En effet, l’emploi du terrorisme par al-Qaida n’a pu engendrer qu’une implication accrue des États-Unis au Moyen-Orient. Elle n’a pu rallier les foules arabo-musulmanes derrière sa bannière. L’échec du terrorisme n’est donc dû qu’à ses propres faiblesses, et non à un quelconque succès de la « guerre contre le terrorisme ». Ses seuls succès se limitent à la destruction de quelques camps d’entraînement en Afghanistan, à l’élimination d’un certain nombre de cadres du réseau et à une vigilance accrue des États devant cette menace. Bref, des résultats bien maigres pour tant d’investissements financiers et moraux. En déployant l’armée contre des combattants asymétriques, en rétrogradant les libertés publiques au rang de luxe limité aux périodes de paix, en inaugurant un cycle de guerre perpétuelle (puisque le terrorisme ne disparaîtra pas), le coup de pied dans la fourmilière afghane a certainement affaibli l’autorité des États-Unis. Les États-Unis sont devenus non plus craints en raison de leur force, mais de la peur même qui les étreint, qui les rend imprévisibles et menaçants. L’élection de Barack Obama a certes donné l’impression de fermer la parenthèse néoconservatrice. Mais les néoconservateurs n’en démordent pas. Plus grave, le président Obama risque, malgré toute sa bonne volonté, de ne pas pouvoir réellement transformer le rôle des États-Unis au Moyen-Orient – qui le pourrait ? Un des moyens les plus concrets pour lui serait d’obtenir la résolution du conflit israélo-palestinien. Il est inquiétant de voir que la réduction du risque jihadiste dépend de la résolution de ce conflit insoluble…

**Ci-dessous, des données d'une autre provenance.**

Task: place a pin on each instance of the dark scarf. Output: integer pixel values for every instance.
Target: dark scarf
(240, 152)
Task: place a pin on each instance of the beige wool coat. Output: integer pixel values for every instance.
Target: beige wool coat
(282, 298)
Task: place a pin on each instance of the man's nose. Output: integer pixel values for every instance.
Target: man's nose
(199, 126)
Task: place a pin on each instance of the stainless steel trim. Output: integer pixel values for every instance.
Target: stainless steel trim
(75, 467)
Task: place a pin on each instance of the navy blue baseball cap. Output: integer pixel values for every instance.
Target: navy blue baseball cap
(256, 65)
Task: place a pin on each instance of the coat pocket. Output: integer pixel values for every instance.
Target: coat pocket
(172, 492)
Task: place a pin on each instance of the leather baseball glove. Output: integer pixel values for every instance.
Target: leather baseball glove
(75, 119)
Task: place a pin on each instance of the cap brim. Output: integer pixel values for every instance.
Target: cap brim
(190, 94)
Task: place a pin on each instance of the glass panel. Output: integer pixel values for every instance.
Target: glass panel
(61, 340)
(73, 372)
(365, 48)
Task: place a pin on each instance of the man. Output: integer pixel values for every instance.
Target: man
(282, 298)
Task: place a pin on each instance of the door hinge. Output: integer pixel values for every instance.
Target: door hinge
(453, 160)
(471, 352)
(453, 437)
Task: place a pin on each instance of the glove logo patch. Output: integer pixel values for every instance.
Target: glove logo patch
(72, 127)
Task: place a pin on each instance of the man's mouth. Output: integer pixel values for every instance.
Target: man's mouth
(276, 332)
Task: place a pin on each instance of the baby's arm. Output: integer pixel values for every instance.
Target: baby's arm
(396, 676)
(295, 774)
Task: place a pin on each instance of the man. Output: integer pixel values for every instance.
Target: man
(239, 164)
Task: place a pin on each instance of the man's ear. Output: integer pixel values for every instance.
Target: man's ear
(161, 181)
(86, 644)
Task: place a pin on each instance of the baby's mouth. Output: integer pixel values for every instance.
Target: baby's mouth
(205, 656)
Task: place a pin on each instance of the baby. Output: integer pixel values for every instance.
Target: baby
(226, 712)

Les échecs individuels d’Oussama ben Laden et de George Bush ne doivent pas éclipser le renforcement des fondements du salafisme jihadiste. Al-Qaida s’est heurtée brutalement au principe de réalité. Miné par une crise du leadership, ne contrôlant pas sa communication, ne pouvant faire taire les critiques internes, le réseau a joué son va-tout le 11 septembre 2001, qui pourrait bien sonner le glas de son avenir en tant que structure. Mais, et c’est l’avenir de tout réseau, les structures, les moyens et les chefs vont disparaître, pour laisser la place à de nombreux épigones, certes moins talentueux, mais tout aussi enthousiastes, inspirés par la retentissante carrière de leur ancêtre.